O BC terá que ressarcir Raimunda das parcelas que ela pagou em um plano administrado pela empresa para compra de um automóvel em 50 meses. A autora da ação alegou que o grupo se recusava a entregar inúmeros bens a seus consorciados, tendo desviado os recursos coletados, e que o BC, na qualidade legal de órgão fiscalizador, permaneceu “inerte” e “omisso” diante da situação, decretando a liquidação extrajudicial do consórcio somente em 14 de outubro de 1994.
O processo teve início na 4.ª Vara Federal de Campinas (SP), cujo titular se declarou incompetente para julgar o caso, transferindo-o para a Justiça Federal de Curitiba. O BC argumentou que não houve omissão de sua parte da qual resultasse responsabilidade para o Estado e que a autorização para funcionamento não converte o poder autorizante em uma garantia nem o vincula ao autorizado. Na primeira instância, a sentença da 9.ª Vara Federal da capital paranaense negou o pedido de Raimunda. Ela recorreu dessa decisão ao TRF e conseguiu revertê-la com o julgamento da apelação pela 4.ª Turma.

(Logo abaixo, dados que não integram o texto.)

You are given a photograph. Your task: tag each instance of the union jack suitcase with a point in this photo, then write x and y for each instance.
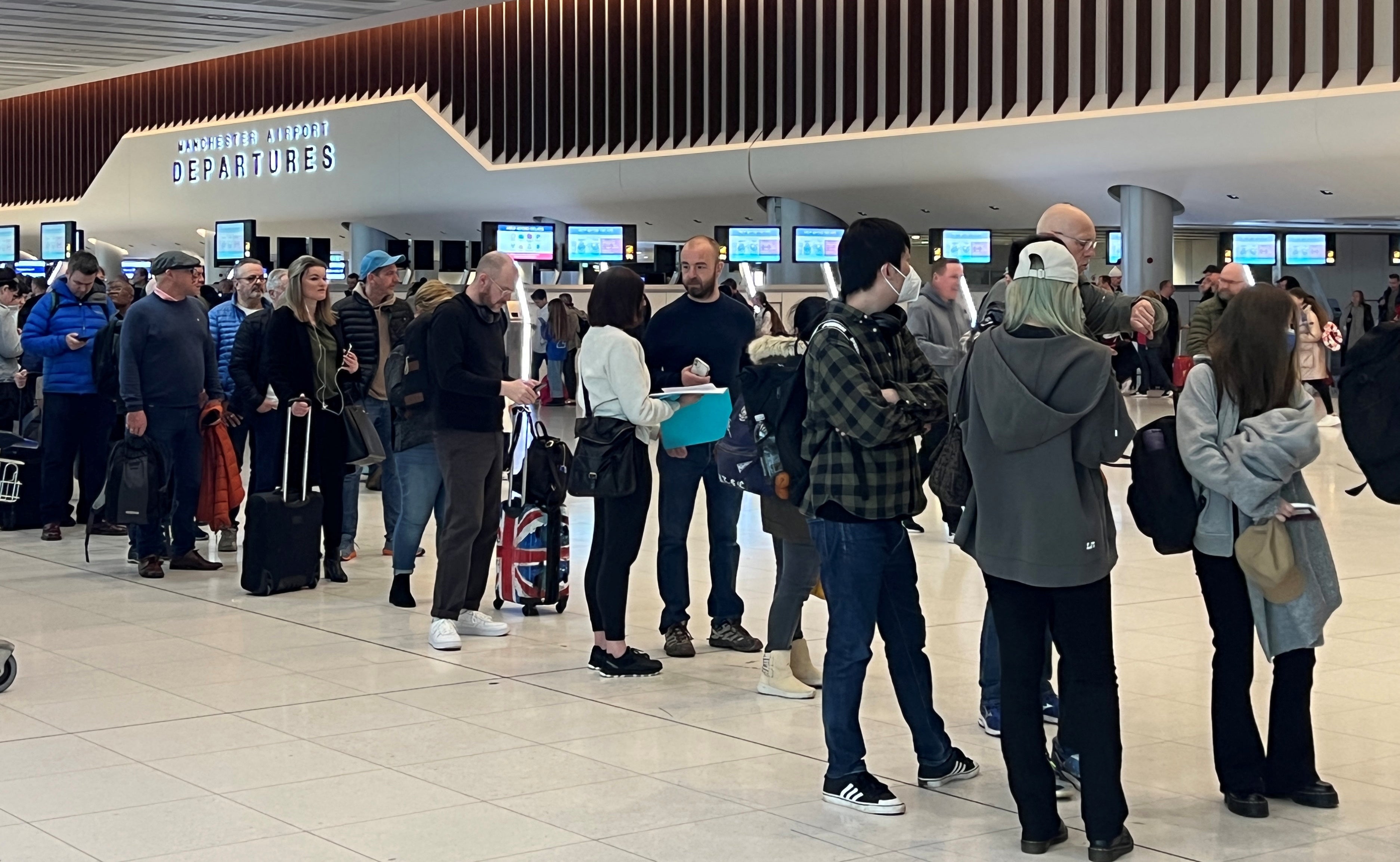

O desembargador federal Amaury Chaves de Athayde ressaltou que a administração do Sistema Financeiro Nacional (SFN) é atribuição do poder público. “A partir do momento em que o ente político não garantir para as pessoas – generalizo -, em seu território, a validade do dinheiro que ele mesmo estabelece, realmente, caminhará o país para a perda da sua própria soberania”, afirmou, destacando que um dos múltiplos componentes do SFN é o sistema de captação da poupança popular, o qual inclui os consórcios. Ele observou ainda que, no momento em que essa função do Estado é desempenhada por outros, como pessoas jurídicas, isso ocorre sob autorização, acompanhamento e tutela do Executivo, que, nesse caso, assume a função de garantidor, com responsabilidade solidária.
Coroa-Brastel
Athayde, para exemplificar, mencionou as atividades comerciais em geral, cujo funcionamento não necessita de autorização do poder público, porque envolvem relações de consumo entre particulares, sem exercer funções básicas do Estado. Nessa área, disse, a interferência governamental é exigida somente para a manutenção da ordem geral. No entanto, ele salientou que, no caso de atividade submetida ao controle estatal imediato, como a captação da poupança popular – integrante do Sistema Financeiro Nacional, de estrutura prevista na Constituição -, não vê como a administração pública possa se eximir da responsabilidade por dar crédito, perante a sociedade, aos captadores, os quais ela autoriza e deve fiscalizar. Por isso, o juiz concluiu que o Banco Central tem responsabilidade objetiva e deve indenizar Raimunda, inclusive para proteger a sanidade do SFN.
O desembargador federal Edgard Lippmann Júnior acompanhou o voto de Athayde. Ele lembrou que foi relator em diversos julgamentos envolvendo o “famoso golpe Coroa-Brastel”, nos quais concluiu pela inexistência de responsabilidade do BC porque se tratava de investidores e existia o risco de eventual variação cambial e da Bolsa de Valores. No caso dos consórcios, porém, Lippmann ressaltou que os clientes são pessoas de parcos recursos que utilizam esse sistema para conseguir adquirir alguns bens, já que não possuem em seu patrimônio dinheiro para realizar a compra à vista ou em prazo menor. “A maioria de nós já possuiu consórcio e sabe da expectativa criada”, afirmou. “Paga-se durante um período grande e, na metade ou no final, na hora de satisfazer aquele sonho da vida, tem esse insucesso, que é a liquidação das administradoras. Temos, pelo Brasil afora, inúmeros casos iguais a este”, apontou.
Para Lippmann, a responsabilidade do BC só poderia ser afastada se o estabelecimento dessas empresas fosse livre. “Parece-me pertinente exigir-se do BC o dever de fiscalização efetiva”, entendeu. “O Banco Central, por ter um aparato legislativo muito extenso, pode, a qualquer tempo, colocar em indisponibilidade o patrimônio dos autores, fazer a liquidação extrajudicial e lacrar o estabelecimento que eventualmente esteja descumprindo os requisitos.”